PLYは開設から1年間で同社のSEに加え、企業やベンチャーなど約1万8000人が利用しており、約170のプログラムが実践されるなど、オープンイノベーションの創出に向けた活動が行われているという。

○富士通が掲げる「Digital Journey」

現状の環境認識として、富士通 執行役員常務 デジタルビジネスグループ長の宮田一雄氏は「変化が激しく(Volatility)、不確実で(Uncertainty)、複雑性に満ち(Complexity)、曖昧な(Ambiguity)世界、つまりVUCAワールドが到来しており、経営者は従来のPDCAによる経営では難しく局面に立たされている」と述べた。
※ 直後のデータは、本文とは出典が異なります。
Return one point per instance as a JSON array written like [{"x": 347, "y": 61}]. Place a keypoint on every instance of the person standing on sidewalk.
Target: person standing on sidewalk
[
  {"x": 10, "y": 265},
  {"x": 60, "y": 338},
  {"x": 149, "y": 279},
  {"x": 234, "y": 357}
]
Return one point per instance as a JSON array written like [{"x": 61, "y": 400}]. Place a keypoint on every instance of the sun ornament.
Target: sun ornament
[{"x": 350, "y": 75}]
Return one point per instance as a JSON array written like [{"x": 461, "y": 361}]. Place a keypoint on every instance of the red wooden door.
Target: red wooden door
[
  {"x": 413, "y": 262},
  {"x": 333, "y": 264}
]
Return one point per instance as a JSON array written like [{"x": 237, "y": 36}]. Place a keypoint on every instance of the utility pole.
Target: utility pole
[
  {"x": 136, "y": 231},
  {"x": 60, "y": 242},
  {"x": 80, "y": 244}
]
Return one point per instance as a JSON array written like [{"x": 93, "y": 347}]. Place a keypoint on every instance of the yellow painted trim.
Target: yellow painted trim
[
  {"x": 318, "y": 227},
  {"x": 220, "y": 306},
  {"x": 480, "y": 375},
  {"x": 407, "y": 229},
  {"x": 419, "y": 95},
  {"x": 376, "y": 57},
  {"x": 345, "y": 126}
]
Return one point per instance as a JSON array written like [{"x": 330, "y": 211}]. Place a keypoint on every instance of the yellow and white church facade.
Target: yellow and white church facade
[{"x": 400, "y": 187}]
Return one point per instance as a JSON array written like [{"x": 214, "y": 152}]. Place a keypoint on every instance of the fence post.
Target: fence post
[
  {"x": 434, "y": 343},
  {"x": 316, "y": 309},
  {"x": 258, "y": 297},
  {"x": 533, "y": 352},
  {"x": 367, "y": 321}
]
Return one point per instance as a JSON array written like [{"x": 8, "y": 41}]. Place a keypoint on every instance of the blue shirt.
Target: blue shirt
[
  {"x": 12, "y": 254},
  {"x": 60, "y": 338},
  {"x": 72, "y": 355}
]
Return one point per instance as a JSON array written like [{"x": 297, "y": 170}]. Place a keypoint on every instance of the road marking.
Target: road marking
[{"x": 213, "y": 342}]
そのような状況を踏まえ「日本のIT投資は守り8割攻め2割と、守りを主眼としているが、近年ではその状況が変わりつつある。昨年ガートナーが行った165社の日本企業を対象とした調査では、7割の企業がデジタルビジネスに取り組んでいるという結果が出たが、スキルやノウハウの不足などが課題としてある。日本は米国と違い、ITサービス企業のIT従事者がユーザー企業のIT事業者よりも割合が大きいため、ユーザーとベンダーの共創型ビジネスのニーズ拡大が見込まれている」と、同氏は説く。

そして、同氏は「新しいコンセプトとして『Digital Journey』を掲げ、顧客とともにゴールを模索しながら歩む。組織・人材・技術の強化と共創の場を拡大し、従来のPDCAからOODA(Observe:監視、Orient:情勢判断、Decide:意思決定、Act:行動)ループを考え方のベースに置く。そのため、1月にデジタルフロントビジネスグループを立ち上げ、デジタルイノベーターを育成していく。今後、デジタルイノベーターを2017年度中に現場のSEなどを中心に200人、3年後には1200人に増員していく」と抱負を述べた。